The bottom-up definition above is a new leaf as new first child of each vertex. That means the initial 1 becomes 110, so starting 10 for single vertex get repeated substitutions

    10, 1100, 11011000, ...   (A210995)

The top-down definition above is a copy of the tree as new last child, so one copy at *2 and one at *2^2^k, giving

    k-1:   1, tree k-1, 0
    k:     1, tree k-1, 1, tree k-1, 0, 0

    b(k) = (2^(2^k)+2) * b(k-1), starting b(0)=2
         = 2*prod(i=1,k, 2^(2^i)+2)
         = 2, 12, 216, 55728, 3652301664, ...  (A092124)

The tree is already labelled in pre-order so balanced binary follows from the parent rule. The balanced binary coding is 1 at a vertex and later 0 when pre-order skips up past it. A vertex with L many low 1-bits skips up past L many (including itself).

    vertex n:  1, 0 x L     where L=CountLowOnes(n)

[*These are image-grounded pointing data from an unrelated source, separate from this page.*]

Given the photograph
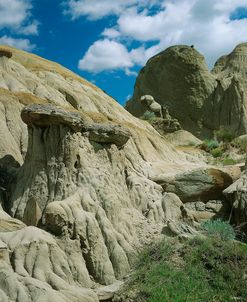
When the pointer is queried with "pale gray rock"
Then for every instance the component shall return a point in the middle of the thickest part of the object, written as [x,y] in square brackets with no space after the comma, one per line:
[80,175]
[198,184]
[201,100]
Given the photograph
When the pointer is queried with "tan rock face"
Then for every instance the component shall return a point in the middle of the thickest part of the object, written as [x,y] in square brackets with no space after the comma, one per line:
[80,169]
[201,100]
[80,184]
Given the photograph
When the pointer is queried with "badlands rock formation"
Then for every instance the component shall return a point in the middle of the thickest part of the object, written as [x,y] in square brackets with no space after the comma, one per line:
[201,100]
[80,193]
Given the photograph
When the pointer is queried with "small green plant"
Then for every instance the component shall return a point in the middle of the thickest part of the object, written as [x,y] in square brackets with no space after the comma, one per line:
[148,115]
[209,144]
[198,270]
[219,229]
[241,144]
[229,161]
[217,152]
[224,135]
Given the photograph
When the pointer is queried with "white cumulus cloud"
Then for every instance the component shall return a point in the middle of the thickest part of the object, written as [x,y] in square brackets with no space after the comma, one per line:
[105,55]
[206,24]
[16,15]
[96,9]
[23,44]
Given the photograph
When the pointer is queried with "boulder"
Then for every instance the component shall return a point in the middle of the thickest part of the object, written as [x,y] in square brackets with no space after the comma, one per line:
[201,100]
[199,184]
[237,196]
[183,138]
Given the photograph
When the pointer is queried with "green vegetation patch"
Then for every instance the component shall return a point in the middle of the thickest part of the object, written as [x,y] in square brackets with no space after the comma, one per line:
[219,229]
[198,270]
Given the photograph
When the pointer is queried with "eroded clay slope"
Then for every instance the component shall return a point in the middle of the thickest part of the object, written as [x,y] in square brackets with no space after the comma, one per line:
[77,172]
[201,100]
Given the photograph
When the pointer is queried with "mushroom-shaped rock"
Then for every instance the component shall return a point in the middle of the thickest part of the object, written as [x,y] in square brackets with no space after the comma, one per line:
[46,115]
[109,134]
[201,183]
[147,100]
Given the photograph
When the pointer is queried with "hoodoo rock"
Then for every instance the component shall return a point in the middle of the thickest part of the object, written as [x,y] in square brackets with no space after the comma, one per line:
[76,172]
[80,187]
[201,100]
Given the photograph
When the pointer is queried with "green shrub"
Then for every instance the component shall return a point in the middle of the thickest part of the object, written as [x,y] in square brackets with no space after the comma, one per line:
[209,144]
[197,270]
[229,161]
[148,115]
[219,229]
[241,144]
[217,152]
[224,135]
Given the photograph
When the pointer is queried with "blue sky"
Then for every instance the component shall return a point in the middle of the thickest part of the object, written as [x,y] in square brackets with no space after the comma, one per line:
[107,41]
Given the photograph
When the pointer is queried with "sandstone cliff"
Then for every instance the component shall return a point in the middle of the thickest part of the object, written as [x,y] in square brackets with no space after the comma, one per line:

The last L goes up only to the depth of the next vertex. The balance can be completed by extending to total length 2N for N vertices. The tree continued infinitely is

    1, 1, 0, 1, 1, 0, 0, 1, 1, 0, 1, 1, 0, 0, 0, ...   (A079559)
    ^  ^     ^  ^        ^  ^     ^  ^
    0  1     2  3        4  5     6  7

Independence and Domination

From the bottom-up definition above, a tree of even N has a perfect matching, being each odd n which is a leaf and its even attachment. An odd N has a near-perfect matching (one vertex left over).

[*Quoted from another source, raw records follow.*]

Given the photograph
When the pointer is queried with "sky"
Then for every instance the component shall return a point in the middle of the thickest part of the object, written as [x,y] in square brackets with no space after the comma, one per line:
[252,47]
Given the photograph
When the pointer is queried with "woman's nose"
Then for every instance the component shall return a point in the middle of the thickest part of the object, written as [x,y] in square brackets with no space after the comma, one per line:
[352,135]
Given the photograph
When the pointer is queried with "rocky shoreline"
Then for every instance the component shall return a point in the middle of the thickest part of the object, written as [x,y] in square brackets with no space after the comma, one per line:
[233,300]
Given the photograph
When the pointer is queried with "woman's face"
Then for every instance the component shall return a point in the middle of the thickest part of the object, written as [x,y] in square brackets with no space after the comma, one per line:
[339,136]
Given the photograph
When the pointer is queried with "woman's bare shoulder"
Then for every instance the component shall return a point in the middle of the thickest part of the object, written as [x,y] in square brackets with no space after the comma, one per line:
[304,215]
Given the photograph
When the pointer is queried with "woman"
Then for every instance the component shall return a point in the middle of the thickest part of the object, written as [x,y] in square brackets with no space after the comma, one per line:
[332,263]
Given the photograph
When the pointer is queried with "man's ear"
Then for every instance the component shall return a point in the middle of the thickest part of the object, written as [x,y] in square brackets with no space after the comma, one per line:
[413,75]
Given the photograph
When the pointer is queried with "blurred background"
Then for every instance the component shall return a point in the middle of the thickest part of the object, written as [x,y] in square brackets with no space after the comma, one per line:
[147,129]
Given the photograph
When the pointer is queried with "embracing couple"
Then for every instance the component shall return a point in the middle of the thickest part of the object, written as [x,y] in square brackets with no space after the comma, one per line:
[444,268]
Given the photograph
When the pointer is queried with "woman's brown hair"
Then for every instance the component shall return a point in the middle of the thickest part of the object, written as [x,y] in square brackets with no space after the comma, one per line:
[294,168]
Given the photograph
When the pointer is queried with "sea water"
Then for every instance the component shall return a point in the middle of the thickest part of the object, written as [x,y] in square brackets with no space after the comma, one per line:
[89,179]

Like all trees with a perfect matching, the independence number is then half the vertices, and when N odd can include the unpaired and work outwards from there by matched pairs so indnum = ceil(N/2).

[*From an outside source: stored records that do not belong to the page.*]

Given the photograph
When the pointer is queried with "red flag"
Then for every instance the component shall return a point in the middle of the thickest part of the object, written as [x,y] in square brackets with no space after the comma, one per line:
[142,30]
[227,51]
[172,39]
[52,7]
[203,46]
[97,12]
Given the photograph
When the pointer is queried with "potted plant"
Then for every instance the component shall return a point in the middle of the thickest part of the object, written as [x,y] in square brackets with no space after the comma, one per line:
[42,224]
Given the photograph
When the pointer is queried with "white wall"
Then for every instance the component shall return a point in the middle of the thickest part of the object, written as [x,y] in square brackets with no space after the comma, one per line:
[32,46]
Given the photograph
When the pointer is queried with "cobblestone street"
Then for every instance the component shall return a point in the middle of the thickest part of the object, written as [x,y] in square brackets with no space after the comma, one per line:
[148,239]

The domination number is found by starting each leaf not in the dominating set and its attachment vertex in the set. This is all vertices so domnum = floor(N/2) except N=1 domination number 1.

HOUSE OF GRAPHS

House of Graphs entries for the trees here include

n=1 (order=0), https://hog.grinvin.org/ViewGraphInfo.action?id=1310 single vertex
n=2 (order=1), https://hog.grinvin.org/ViewGraphInfo.action?id=19655 path-2
n=4 (order=2), https://hog.grinvin.org/ViewGraphInfo.action?id=594 path-4
n=5 https://hog.grinvin.org/ViewGraphInfo.action?id=30 fork
n=6 https://hog.grinvin.org/ViewGraphInfo.action?id=496 E graph
n=7 https://hog.grinvin.org/ViewGraphInfo.action?id=714
n=8 (order=3), https://hog.grinvin.org/ViewGraphInfo.action?id=700
n=16 (order=4), https://hog.grinvin.org/ViewGraphInfo.action?id=28507
n=32 (order=5), https://hog.grinvin.org/ViewGraphInfo.action?id=21088
n=64 (order=6), https://hog.grinvin.org/ViewGraphInfo.action?id=33543
n=128 (order=6), https://hog.grinvin.org/ViewGraphInfo.action?id=33545

OEIS

Entries in Sloane's Online Encyclopedia of Integer Sequences related to the binomial tree include

    A192021   Wiener index
    A092124   pre-order balanced binary coding, decimal
    A210995     binary
    A079559     binary sequence of 0s and 1s

SEE ALSO

Graph::Maker, Graph::Maker::BalancedTree, Graph::Maker::BinaryBeanstalk

LICENSE

Copyright 2015, 2016, 2017, 2018, 2019 Kevin Ryde

This file is free software; you can redistribute it and/or modify it under the terms of the GNU General Public License as published by the Free Software Foundation; either version 3, or (at your option) any later version.

This file is distributed in the hope that it will be useful, but WITHOUT ANY WARRANTY; without even the implied warranty of MERCHANTABILITY or FITNESS FOR A PARTICULAR PURPOSE. See the GNU General Public License for more details.